For business owners and management teams, a sale to private equity (PE) can raise questions about what the future will look like. While a PE firm can bring fresh resources and strategies to the table, they often rely heavily on existing management to steer the business forward. Here’s a breakdown of what changes—and what stays the same—when management teams transition to a PE-owned company.
What Stays the Same
- Operational Knowledge: PE firms recognize the value of experienced management who know the business inside and out. Managers familiar with company operations, customer relationships, and industry dynamics are usually essential to the transition and long-term growth plan.
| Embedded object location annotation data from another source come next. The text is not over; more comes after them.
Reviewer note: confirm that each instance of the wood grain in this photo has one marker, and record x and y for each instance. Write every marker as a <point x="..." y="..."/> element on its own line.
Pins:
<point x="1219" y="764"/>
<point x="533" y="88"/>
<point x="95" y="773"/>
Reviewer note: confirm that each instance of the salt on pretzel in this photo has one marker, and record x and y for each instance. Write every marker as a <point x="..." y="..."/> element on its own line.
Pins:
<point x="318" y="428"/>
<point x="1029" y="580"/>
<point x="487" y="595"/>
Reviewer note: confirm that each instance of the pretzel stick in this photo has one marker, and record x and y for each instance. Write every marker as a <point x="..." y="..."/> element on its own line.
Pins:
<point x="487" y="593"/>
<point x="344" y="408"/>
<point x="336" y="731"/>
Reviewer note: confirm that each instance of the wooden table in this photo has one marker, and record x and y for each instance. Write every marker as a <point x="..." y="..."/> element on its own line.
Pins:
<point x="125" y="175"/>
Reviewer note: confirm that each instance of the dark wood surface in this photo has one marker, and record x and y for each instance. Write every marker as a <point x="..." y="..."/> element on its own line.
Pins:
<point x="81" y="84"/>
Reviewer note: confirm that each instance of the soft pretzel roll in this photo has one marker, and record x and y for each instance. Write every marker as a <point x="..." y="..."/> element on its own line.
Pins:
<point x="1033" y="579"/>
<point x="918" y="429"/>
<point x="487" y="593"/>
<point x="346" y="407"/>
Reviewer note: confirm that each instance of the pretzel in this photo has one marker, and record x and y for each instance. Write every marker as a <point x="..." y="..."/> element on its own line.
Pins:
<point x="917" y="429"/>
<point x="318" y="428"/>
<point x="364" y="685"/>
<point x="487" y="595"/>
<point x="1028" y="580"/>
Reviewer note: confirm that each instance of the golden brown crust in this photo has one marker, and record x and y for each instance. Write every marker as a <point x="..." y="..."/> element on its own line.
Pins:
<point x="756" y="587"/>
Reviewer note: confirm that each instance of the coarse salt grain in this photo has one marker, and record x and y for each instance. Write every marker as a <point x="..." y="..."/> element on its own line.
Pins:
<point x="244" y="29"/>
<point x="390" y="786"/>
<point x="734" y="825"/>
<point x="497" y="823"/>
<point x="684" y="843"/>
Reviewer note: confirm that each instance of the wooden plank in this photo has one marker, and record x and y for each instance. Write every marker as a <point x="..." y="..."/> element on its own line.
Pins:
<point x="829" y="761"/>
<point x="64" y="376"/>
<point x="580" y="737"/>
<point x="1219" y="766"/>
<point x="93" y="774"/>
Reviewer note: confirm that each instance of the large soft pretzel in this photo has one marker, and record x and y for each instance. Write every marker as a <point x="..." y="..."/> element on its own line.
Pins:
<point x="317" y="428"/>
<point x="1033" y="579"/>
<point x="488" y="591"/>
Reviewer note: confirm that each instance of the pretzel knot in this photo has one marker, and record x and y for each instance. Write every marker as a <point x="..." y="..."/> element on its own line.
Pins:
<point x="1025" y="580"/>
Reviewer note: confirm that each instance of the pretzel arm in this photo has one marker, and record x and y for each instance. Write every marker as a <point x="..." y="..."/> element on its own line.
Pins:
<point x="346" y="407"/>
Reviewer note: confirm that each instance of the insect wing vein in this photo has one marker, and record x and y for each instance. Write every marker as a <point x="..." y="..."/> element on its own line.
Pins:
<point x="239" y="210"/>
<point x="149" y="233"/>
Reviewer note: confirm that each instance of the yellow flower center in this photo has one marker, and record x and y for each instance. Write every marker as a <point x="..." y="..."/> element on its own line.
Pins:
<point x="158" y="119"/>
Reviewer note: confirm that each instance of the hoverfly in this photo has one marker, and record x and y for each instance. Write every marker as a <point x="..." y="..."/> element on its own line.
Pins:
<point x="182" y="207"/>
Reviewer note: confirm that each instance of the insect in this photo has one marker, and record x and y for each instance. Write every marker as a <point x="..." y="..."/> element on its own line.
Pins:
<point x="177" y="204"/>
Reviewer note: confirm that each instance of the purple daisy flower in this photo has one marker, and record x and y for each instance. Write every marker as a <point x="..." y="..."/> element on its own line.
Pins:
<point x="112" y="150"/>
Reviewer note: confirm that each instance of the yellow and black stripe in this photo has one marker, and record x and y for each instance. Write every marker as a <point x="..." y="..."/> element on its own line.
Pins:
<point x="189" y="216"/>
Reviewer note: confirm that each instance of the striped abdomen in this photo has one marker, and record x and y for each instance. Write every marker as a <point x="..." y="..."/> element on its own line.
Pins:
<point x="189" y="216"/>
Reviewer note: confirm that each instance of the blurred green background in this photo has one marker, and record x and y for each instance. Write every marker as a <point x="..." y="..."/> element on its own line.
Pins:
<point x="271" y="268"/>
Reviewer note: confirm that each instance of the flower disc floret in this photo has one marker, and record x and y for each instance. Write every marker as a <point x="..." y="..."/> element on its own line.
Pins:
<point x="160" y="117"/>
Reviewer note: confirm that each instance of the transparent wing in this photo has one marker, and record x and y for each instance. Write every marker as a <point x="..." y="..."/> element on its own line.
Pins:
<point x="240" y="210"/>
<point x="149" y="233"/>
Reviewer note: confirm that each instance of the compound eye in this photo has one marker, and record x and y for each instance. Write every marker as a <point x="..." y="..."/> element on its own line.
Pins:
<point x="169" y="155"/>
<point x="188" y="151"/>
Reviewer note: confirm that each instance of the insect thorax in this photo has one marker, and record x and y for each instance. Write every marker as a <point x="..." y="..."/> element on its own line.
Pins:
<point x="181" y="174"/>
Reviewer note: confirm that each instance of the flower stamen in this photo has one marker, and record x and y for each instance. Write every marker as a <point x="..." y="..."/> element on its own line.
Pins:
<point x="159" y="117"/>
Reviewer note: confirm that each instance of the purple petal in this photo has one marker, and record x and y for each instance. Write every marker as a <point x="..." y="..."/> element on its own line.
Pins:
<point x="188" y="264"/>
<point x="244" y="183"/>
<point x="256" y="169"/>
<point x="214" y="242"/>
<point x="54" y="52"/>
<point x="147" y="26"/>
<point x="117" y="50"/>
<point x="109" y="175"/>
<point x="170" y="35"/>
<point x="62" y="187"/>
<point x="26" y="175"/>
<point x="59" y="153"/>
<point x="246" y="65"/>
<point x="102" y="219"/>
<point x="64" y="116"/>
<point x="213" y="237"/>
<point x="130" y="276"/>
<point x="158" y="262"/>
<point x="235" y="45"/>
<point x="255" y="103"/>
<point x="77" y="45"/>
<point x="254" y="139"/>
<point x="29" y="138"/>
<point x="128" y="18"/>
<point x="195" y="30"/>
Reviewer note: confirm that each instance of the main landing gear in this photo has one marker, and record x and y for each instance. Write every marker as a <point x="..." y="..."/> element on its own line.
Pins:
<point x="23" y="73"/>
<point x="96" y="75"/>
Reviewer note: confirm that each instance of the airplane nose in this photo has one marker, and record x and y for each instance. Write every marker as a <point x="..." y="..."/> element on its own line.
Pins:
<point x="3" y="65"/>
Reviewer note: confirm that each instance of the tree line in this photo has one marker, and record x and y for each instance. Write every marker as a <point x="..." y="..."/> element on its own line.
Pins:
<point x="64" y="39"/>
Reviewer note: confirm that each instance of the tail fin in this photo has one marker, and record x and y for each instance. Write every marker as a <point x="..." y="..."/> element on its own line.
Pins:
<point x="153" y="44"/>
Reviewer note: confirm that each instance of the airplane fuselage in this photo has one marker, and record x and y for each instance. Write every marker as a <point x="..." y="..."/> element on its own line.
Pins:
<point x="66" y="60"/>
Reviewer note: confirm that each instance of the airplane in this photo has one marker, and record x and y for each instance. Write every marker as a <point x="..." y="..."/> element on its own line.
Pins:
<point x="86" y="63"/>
- Company Culture and Values: Many PE firms aim to preserve the existing company culture. They’re often invested in keeping what’s unique and valuable about the business, which helps maintain stability and loyalty among employees and customers.
What Might Change
- Growth and Performance Goals: PE firms typically set ambitious growth targets and performance metrics. While this shift may bring new goals and reporting requirements, it also provides a clear roadmap for scaling the business.
- Strategic Oversight: While management handles day-to-day operations, PE partners often take an active role in high-level strategy. They bring industry expertise and resources that guide decisions on expansion, acquisitions, and other growth strategies.
- Increased Accountability: With new investors come regular performance check-ins, often with a focus on financial transparency and measurable outcomes. This structure can streamline processes, promote efficiency, and encourage management to meet objectives that contribute directly to the company’s growth.
Transitioning to a PE-owned company can be a unique opportunity for management to leverage new resources while continuing to play an essential role in the business’s success.